The Bar Association branch in Homs condemned Soufan’s comments as a blatant violation of Article 49 of the Constitutional Declaration, which emphasizes victims' rights to justice. The Association asserted that victims and their families must determine their own interests and that this right cannot be taken from them.
It further noted that victim participation is central to the transitional justice process and that the release of military officers accused of crimes encroaches upon the jurisdiction of the National Commission and contradicts fundamental legal principles. Guilt or innocence should be determined solely by the judiciary.
Article 49 establishes a body for transitional justice tasked with implementing consultative mechanisms centered on victims, including accountability measures, truth-seeking, and honoring the fallen.
Negative Political and Legal Signals
Dr. Ahmad Qorbi warned that breaches of the Constitutional Declaration send troubling messages—first, a lack of respect for the rule of law, and second, a dangerous overreach by the presidency into the legislature’s domain.
He stressed the importance of respecting the principles of the rule of law and the separation of powers—principles often violated under the rule of Bashar al-Assad and the Baath Party. Moving past this legacy requires strict adherence to the very values the previous regime ignored.
Political analyst Abdul Karim Al-Omar offered a more tempered perspective, arguing that such violations are not politically disastrous given the transitional nature of the current phase. Missteps, he said, are to be expected in a country emerging from 14 years of revolution and war.
While acknowledging that these incidents deserve criticism, Al-Omar insisted they do not erode public trust in the state or its leadership.
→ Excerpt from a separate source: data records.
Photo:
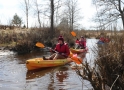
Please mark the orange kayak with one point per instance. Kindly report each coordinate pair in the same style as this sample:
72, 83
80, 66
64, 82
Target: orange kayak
38, 63
78, 51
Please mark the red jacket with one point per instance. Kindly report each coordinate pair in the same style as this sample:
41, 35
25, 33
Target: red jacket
77, 41
63, 49
102, 39
82, 43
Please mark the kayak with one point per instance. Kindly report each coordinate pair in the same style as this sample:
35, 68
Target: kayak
78, 51
100, 43
38, 63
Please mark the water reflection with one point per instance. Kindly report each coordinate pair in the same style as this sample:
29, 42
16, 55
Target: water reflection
14, 75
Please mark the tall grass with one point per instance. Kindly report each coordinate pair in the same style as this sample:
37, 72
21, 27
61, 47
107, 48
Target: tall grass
108, 69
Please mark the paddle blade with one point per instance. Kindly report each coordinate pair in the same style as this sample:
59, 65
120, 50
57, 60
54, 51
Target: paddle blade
73, 33
38, 44
76, 59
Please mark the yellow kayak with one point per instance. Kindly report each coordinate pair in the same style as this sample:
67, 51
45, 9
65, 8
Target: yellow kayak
38, 63
77, 51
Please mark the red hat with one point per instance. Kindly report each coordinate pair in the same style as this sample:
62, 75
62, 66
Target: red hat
61, 38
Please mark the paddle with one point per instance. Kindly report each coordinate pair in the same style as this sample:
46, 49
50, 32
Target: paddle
73, 57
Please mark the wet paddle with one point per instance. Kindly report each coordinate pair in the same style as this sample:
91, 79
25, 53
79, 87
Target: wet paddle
73, 57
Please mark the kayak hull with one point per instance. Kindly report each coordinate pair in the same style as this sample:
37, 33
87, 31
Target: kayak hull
78, 51
38, 63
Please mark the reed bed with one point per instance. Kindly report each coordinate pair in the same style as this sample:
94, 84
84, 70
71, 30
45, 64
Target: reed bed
108, 70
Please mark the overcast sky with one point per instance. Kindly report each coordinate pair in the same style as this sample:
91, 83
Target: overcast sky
8, 10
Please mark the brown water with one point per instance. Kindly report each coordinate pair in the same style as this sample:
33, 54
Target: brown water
14, 75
Rather, they serve as a prompt for correction, ensuring the process remains on track.
The Constitutional Declaration was a vital first step toward Syria’s political transition. Yet, repeated violations in its implementation raise serious doubts about the new leadership’s commitment to the rule of law and institutional integrity.
These infractions are troubling not only in substance but in their symbolic and political implications—hinting at a return to centralized governance practices that once fueled the 2011 uprising.
In this critical juncture in Syria’s history, genuine respect for constitutional norms—and the willingness to reverse violations—is essential to rebuild public trust. A state governed by law cannot be built on rhetoric alone. If the revolution ended one-man rule, then ignoring the Declaration paves the way for its return through the back door.